Biosynthesis and Cannabinoid Receptor Affinity of the Novel Eicosanoid, Conjugated Triene Anandamide

Abstract

The predominant psychotropic agent of the marihuana plant Cannabis sativa, Δ9-tetrahydrocannabinol, has a diversity of pharmacological effects in mammalian systems.¹ Some of these indicate that cannabinoids are of potential utility in treating diverse human conditions such as inflammation, pain and nausea. In the last several years, the effects of cannabinoids have been shown to occur through receptor mediated in addition to receptor independent pathways.¹ The rat neuronal cannabinoid receptor (CB1), cloned and se-quenced in 1990, is of structure typical of G-protein coupled receptors with seven transmembrane domains.² Soon after the discovery of this receptor, its endogenous ligand, anandamide, was isolated and structurally defined.³ It was of surprise that such an uncomplicated substance, composed simply of arachidonic acid and ethanolamine subunits, should have such an important neurochemical role (figure 1). The in vitro and in vivo pharmacological actions of anandamide are comparable to those of Δ9-THC, and include inhibition of adenylate cyclase, inhibition of N-type Ca⁺² channels, inhibition of locomotor activity, and production of hypothermia, antinociception, and catalepsy.¹ Correspondingly, there is great interest in both the structure-activity relationships of this new class of neurochemical as well as the search for new agonists and antagonists of this receptor.
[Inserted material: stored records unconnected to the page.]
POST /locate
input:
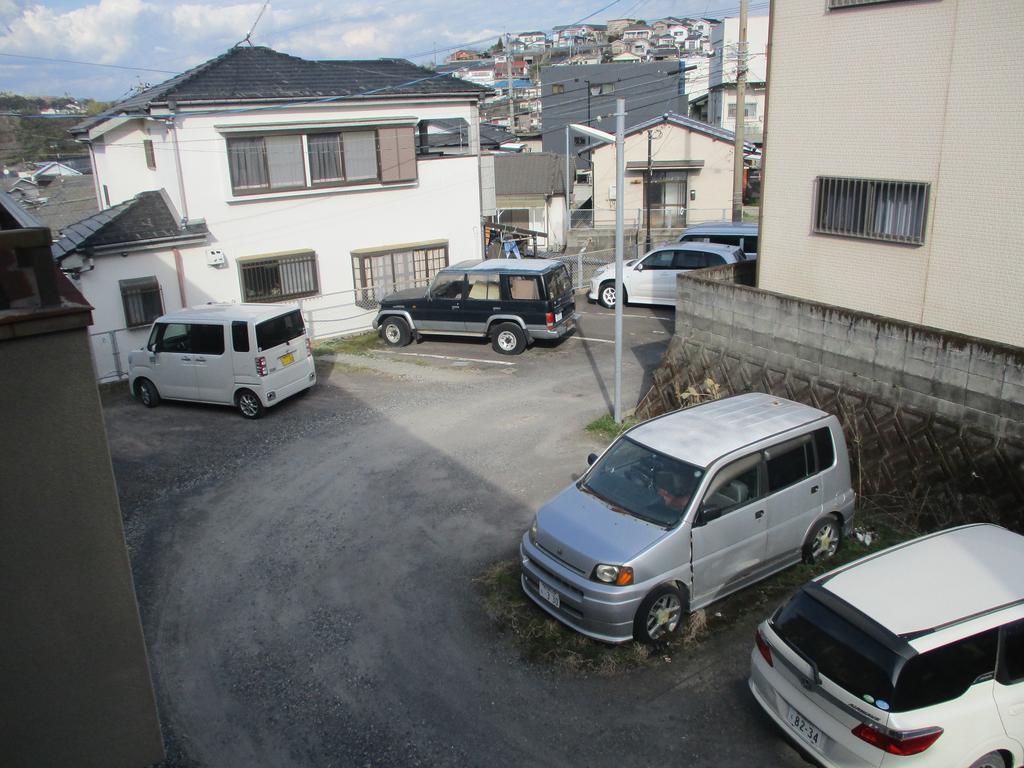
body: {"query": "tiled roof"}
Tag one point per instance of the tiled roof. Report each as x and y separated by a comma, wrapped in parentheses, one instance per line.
(529, 173)
(255, 73)
(145, 217)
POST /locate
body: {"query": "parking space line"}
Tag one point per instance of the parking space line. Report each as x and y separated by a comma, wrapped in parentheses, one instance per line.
(640, 316)
(449, 357)
(591, 338)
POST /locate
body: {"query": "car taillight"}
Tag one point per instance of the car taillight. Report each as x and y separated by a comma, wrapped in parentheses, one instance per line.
(763, 647)
(897, 742)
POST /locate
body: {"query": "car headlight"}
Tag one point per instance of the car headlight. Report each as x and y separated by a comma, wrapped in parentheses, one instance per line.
(621, 576)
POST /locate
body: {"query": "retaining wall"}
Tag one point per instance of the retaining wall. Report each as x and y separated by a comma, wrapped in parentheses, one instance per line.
(922, 409)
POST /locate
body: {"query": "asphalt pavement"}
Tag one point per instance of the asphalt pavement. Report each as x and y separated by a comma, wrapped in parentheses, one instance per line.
(306, 581)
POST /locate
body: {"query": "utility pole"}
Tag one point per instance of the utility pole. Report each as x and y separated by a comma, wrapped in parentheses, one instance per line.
(737, 155)
(646, 186)
(508, 75)
(620, 221)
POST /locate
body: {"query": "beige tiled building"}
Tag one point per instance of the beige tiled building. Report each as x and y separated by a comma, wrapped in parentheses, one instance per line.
(894, 178)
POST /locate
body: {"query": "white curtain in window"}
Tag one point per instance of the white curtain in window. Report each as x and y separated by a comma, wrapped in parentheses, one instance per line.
(284, 160)
(360, 155)
(246, 158)
(325, 158)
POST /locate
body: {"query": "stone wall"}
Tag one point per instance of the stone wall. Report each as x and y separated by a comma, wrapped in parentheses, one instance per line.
(922, 409)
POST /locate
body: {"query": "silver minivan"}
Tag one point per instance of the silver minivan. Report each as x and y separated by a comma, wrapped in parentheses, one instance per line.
(685, 509)
(248, 355)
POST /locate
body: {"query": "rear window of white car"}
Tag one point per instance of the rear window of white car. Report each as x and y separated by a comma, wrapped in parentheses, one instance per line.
(279, 330)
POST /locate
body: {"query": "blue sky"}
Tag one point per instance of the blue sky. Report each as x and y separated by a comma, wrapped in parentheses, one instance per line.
(164, 38)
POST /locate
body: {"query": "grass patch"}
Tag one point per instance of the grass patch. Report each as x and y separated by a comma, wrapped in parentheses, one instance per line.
(543, 640)
(361, 344)
(606, 429)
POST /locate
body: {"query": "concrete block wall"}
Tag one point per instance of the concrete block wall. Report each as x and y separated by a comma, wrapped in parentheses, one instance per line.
(920, 407)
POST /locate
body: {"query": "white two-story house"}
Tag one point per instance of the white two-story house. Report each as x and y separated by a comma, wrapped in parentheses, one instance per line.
(294, 180)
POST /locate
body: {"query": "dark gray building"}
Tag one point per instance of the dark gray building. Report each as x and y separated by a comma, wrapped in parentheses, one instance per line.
(586, 92)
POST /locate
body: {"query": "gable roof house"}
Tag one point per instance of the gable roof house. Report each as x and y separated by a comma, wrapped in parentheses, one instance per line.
(305, 174)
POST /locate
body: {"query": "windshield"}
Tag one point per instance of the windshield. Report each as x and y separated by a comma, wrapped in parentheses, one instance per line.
(279, 330)
(643, 483)
(559, 284)
(842, 652)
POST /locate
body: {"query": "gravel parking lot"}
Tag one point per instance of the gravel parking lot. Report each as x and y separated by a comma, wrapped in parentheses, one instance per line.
(306, 581)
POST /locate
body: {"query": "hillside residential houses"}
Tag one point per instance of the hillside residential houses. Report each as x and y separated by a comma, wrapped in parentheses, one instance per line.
(289, 179)
(721, 76)
(585, 94)
(880, 195)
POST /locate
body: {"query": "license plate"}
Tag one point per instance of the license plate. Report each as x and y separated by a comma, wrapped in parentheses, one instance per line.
(808, 731)
(549, 594)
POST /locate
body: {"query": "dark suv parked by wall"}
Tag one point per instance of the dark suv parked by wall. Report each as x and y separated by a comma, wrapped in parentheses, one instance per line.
(510, 301)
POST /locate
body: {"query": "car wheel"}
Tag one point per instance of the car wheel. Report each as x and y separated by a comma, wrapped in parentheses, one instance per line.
(396, 332)
(658, 616)
(146, 392)
(991, 760)
(606, 295)
(249, 403)
(823, 540)
(508, 338)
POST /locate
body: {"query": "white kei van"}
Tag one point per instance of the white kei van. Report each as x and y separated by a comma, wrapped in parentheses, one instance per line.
(248, 355)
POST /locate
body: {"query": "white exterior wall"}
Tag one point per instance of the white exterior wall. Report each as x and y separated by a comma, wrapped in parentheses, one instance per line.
(900, 114)
(442, 205)
(712, 183)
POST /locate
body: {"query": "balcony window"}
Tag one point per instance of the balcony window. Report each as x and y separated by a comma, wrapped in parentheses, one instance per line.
(280, 162)
(892, 211)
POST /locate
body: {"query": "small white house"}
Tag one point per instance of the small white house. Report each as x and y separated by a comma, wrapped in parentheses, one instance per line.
(307, 177)
(683, 174)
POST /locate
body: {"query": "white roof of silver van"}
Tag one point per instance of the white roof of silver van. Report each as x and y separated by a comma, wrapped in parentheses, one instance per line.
(706, 432)
(223, 311)
(935, 581)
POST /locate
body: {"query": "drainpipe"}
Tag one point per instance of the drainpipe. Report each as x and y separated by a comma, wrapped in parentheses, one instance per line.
(177, 162)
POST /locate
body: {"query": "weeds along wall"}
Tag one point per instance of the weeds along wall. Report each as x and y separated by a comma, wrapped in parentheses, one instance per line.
(925, 412)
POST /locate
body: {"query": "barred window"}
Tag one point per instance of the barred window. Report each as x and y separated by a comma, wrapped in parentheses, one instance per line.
(892, 211)
(280, 278)
(388, 270)
(142, 301)
(849, 3)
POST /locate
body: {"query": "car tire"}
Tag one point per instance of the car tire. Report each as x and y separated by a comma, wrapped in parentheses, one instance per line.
(146, 392)
(395, 332)
(823, 541)
(508, 338)
(249, 403)
(606, 295)
(659, 615)
(991, 760)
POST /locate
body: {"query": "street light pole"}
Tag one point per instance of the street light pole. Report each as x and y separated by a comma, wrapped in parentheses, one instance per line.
(620, 209)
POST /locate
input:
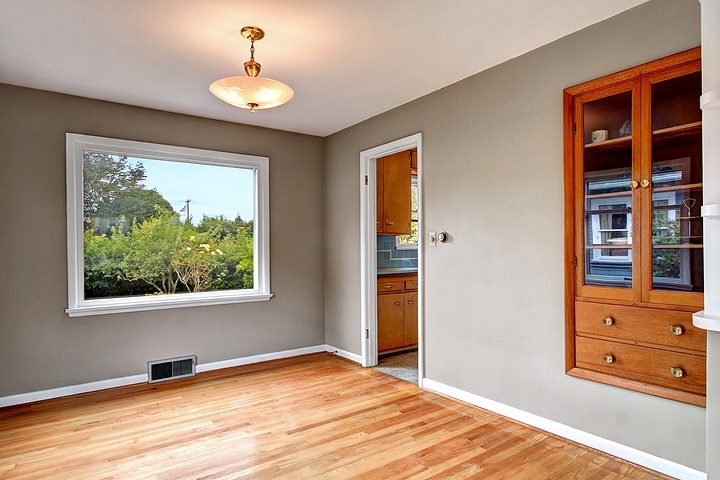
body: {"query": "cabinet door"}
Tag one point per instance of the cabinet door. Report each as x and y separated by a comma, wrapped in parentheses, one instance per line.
(390, 321)
(607, 214)
(410, 335)
(396, 193)
(673, 265)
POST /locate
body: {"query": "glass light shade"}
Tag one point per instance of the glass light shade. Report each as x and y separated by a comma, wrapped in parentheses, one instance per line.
(244, 91)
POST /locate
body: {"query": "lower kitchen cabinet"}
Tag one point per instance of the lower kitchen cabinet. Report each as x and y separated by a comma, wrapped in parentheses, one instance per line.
(397, 312)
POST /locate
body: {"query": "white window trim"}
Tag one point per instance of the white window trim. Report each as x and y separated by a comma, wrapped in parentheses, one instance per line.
(78, 306)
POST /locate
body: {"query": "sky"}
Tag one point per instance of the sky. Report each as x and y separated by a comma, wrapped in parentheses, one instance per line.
(213, 190)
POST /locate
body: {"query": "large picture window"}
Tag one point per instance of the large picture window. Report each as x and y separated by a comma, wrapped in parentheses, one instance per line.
(156, 226)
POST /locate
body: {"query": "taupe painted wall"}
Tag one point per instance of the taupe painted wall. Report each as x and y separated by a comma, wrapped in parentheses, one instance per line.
(493, 178)
(41, 347)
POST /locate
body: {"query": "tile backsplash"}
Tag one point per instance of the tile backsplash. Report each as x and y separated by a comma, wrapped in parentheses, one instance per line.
(389, 257)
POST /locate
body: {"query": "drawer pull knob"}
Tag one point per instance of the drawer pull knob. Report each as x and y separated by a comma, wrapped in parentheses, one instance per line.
(677, 372)
(676, 329)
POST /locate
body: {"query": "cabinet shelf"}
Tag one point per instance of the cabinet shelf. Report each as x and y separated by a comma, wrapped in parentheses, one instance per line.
(606, 246)
(675, 188)
(687, 132)
(619, 143)
(677, 245)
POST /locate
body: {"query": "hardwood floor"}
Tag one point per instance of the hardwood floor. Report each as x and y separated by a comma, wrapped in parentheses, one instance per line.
(315, 416)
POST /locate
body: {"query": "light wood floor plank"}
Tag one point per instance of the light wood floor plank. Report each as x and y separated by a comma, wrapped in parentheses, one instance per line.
(315, 416)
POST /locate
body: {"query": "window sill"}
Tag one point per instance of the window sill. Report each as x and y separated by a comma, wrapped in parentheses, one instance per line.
(143, 304)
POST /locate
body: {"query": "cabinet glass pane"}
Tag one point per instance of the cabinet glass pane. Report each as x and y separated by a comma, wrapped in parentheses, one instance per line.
(607, 163)
(677, 228)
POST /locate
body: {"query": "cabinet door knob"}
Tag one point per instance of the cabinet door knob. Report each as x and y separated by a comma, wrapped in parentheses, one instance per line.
(676, 329)
(677, 372)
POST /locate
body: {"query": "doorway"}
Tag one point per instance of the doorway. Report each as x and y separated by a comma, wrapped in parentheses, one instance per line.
(369, 248)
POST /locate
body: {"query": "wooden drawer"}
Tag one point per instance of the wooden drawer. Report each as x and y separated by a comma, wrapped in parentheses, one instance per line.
(640, 324)
(388, 285)
(642, 364)
(411, 284)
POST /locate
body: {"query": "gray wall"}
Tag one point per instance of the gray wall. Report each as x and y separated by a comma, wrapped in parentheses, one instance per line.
(41, 347)
(493, 178)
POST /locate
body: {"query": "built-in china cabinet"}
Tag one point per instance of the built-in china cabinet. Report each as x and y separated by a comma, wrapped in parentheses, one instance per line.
(633, 230)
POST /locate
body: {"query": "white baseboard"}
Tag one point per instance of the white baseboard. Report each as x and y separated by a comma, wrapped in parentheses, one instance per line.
(593, 441)
(142, 378)
(344, 353)
(265, 357)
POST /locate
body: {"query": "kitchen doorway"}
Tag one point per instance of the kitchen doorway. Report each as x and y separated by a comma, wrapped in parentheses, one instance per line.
(369, 247)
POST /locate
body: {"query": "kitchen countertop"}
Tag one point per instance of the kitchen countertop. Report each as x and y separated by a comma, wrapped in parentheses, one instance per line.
(396, 270)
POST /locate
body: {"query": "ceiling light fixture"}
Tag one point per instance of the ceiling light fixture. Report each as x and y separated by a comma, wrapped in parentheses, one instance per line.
(252, 92)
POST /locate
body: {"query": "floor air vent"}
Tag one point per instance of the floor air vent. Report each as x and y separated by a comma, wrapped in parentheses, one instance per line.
(161, 370)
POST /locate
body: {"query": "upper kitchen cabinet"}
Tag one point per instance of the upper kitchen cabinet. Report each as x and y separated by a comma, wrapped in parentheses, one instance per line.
(634, 234)
(393, 193)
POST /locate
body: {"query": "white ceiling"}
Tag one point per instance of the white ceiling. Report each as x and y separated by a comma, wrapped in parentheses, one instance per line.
(347, 60)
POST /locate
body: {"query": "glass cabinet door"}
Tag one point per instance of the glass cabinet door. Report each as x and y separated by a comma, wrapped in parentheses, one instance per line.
(608, 190)
(676, 180)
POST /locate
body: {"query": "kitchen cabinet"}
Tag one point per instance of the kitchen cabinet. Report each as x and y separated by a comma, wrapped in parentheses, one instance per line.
(397, 312)
(393, 193)
(633, 232)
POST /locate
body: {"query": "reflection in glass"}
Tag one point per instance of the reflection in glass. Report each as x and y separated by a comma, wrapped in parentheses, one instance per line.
(677, 227)
(608, 228)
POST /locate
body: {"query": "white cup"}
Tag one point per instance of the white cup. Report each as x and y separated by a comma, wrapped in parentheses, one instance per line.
(598, 136)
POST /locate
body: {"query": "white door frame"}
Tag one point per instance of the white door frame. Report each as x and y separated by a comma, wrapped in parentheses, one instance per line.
(368, 248)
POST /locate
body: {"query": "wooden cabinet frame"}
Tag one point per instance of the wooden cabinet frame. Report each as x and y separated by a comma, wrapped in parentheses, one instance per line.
(638, 81)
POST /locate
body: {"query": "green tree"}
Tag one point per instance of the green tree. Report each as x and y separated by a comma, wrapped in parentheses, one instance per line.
(148, 250)
(104, 177)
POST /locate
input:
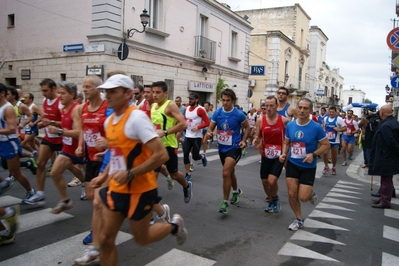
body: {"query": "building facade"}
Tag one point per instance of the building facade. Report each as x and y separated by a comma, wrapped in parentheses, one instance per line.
(189, 44)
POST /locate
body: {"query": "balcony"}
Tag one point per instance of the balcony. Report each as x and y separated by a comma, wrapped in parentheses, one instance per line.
(205, 50)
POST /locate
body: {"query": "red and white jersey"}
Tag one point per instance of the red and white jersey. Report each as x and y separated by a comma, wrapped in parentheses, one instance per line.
(69, 144)
(93, 127)
(51, 110)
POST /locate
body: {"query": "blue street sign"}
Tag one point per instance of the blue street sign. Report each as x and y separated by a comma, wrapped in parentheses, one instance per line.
(73, 47)
(257, 70)
(395, 82)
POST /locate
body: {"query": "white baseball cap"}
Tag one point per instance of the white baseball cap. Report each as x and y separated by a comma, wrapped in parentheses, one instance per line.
(116, 81)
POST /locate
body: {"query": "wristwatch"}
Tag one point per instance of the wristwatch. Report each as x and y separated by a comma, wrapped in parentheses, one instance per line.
(130, 176)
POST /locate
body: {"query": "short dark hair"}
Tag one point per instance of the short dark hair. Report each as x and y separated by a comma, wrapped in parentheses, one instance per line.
(230, 93)
(161, 84)
(284, 88)
(48, 82)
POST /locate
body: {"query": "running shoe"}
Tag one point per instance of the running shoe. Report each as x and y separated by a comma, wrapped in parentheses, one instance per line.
(204, 160)
(182, 233)
(333, 171)
(35, 199)
(62, 206)
(90, 256)
(32, 166)
(326, 170)
(165, 217)
(88, 239)
(235, 196)
(224, 207)
(313, 199)
(188, 177)
(270, 207)
(74, 182)
(7, 185)
(297, 224)
(170, 182)
(188, 192)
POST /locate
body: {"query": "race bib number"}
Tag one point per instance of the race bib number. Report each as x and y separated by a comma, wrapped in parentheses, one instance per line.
(90, 138)
(225, 137)
(298, 150)
(330, 134)
(117, 162)
(67, 140)
(51, 135)
(272, 151)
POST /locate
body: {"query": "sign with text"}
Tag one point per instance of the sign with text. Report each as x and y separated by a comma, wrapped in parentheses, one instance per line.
(258, 70)
(201, 86)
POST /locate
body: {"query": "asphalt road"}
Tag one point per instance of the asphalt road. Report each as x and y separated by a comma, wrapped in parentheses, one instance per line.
(341, 229)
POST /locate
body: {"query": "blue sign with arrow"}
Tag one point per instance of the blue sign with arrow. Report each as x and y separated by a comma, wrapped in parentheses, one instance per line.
(395, 82)
(77, 47)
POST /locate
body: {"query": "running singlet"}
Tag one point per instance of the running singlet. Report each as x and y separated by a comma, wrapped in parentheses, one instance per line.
(127, 153)
(3, 124)
(69, 144)
(163, 122)
(332, 135)
(304, 139)
(284, 111)
(52, 112)
(93, 127)
(273, 136)
(228, 128)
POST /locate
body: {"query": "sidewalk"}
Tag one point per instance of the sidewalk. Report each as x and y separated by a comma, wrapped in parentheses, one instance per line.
(356, 171)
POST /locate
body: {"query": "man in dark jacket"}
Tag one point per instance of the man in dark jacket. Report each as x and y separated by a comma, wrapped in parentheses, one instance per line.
(385, 155)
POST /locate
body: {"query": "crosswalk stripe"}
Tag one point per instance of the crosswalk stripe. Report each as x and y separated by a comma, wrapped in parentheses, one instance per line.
(322, 205)
(391, 233)
(307, 236)
(290, 249)
(62, 252)
(177, 257)
(316, 213)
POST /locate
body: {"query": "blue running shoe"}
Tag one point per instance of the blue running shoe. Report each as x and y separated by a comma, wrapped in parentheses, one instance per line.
(88, 239)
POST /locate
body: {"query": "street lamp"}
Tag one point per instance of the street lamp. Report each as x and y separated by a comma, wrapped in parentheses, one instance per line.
(145, 19)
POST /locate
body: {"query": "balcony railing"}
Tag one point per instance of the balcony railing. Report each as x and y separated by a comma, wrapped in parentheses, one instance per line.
(205, 50)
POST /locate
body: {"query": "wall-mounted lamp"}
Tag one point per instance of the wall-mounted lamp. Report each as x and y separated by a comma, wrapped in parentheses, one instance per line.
(145, 19)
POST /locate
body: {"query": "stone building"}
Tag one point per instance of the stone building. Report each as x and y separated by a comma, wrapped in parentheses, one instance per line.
(189, 44)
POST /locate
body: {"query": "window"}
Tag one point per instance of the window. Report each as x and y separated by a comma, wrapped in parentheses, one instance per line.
(11, 20)
(233, 45)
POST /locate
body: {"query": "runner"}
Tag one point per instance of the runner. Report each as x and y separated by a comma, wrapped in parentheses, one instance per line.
(302, 138)
(229, 121)
(348, 137)
(71, 122)
(196, 119)
(135, 151)
(270, 131)
(333, 124)
(168, 120)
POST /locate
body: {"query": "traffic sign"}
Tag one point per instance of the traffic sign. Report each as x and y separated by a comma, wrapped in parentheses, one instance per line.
(395, 82)
(77, 47)
(393, 39)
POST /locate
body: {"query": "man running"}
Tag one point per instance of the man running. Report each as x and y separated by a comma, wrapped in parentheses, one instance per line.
(229, 121)
(302, 138)
(69, 131)
(135, 151)
(168, 120)
(196, 119)
(270, 132)
(348, 137)
(332, 125)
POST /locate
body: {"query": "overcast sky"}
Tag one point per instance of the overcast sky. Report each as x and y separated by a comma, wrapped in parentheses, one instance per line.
(357, 32)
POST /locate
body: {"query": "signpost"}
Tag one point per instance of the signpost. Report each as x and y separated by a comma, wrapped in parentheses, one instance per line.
(77, 47)
(393, 39)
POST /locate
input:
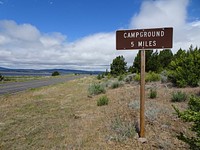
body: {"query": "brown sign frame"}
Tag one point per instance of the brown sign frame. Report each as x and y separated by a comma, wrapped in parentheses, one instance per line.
(154, 38)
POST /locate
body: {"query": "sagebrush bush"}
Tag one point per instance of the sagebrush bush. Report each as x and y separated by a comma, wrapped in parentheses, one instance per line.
(129, 78)
(178, 96)
(185, 68)
(152, 76)
(115, 85)
(137, 77)
(153, 93)
(192, 114)
(102, 101)
(96, 89)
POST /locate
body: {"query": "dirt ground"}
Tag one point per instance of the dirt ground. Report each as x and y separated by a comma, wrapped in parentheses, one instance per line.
(64, 116)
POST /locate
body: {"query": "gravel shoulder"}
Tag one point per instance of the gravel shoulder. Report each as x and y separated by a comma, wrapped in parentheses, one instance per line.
(10, 88)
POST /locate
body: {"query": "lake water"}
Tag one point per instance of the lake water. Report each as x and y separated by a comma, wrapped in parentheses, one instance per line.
(24, 74)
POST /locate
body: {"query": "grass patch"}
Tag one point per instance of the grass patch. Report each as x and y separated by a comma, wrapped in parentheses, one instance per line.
(96, 89)
(123, 129)
(102, 101)
(178, 96)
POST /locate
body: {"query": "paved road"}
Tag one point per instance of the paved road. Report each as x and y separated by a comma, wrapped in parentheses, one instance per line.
(10, 88)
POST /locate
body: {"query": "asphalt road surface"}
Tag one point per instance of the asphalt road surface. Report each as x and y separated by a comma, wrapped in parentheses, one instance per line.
(10, 88)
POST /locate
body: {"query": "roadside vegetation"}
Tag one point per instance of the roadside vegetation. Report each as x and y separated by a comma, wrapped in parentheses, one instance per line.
(102, 112)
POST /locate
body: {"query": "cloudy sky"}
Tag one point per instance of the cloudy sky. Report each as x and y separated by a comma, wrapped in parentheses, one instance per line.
(80, 34)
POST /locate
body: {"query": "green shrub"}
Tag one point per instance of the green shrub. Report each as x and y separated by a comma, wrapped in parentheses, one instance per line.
(152, 76)
(185, 68)
(102, 101)
(120, 78)
(96, 89)
(99, 77)
(55, 73)
(1, 77)
(153, 93)
(192, 114)
(178, 96)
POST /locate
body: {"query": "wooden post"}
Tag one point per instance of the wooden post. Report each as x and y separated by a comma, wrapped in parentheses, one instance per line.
(142, 95)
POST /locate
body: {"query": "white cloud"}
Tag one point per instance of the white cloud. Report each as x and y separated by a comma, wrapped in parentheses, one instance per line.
(169, 13)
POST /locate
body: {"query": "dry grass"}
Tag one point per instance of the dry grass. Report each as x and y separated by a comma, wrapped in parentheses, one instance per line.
(63, 116)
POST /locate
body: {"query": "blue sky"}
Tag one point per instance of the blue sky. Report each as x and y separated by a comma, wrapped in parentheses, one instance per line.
(80, 34)
(74, 18)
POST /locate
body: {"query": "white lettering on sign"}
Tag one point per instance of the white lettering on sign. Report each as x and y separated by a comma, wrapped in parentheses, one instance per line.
(146, 43)
(144, 34)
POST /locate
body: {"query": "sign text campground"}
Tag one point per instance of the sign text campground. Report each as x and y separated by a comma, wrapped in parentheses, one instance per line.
(157, 38)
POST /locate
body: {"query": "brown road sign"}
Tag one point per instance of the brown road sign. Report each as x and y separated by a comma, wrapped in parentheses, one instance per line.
(155, 38)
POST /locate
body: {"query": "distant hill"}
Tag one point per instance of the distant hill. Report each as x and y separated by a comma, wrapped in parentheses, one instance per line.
(7, 71)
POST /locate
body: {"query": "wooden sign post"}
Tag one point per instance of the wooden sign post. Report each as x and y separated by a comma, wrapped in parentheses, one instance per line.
(142, 95)
(144, 39)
Our interest is focused in these latter areas, with our two approaches being 1) the screening of natural product extracts from marine organisms for agents that bind with high affinity to the cannabinoid receptor, and 2) the use of the unusual fatty acid metabolizing systems of marine algae to make correspondingly unique analogs of anandamide. Our progress with these two approaches forms the basis of this report.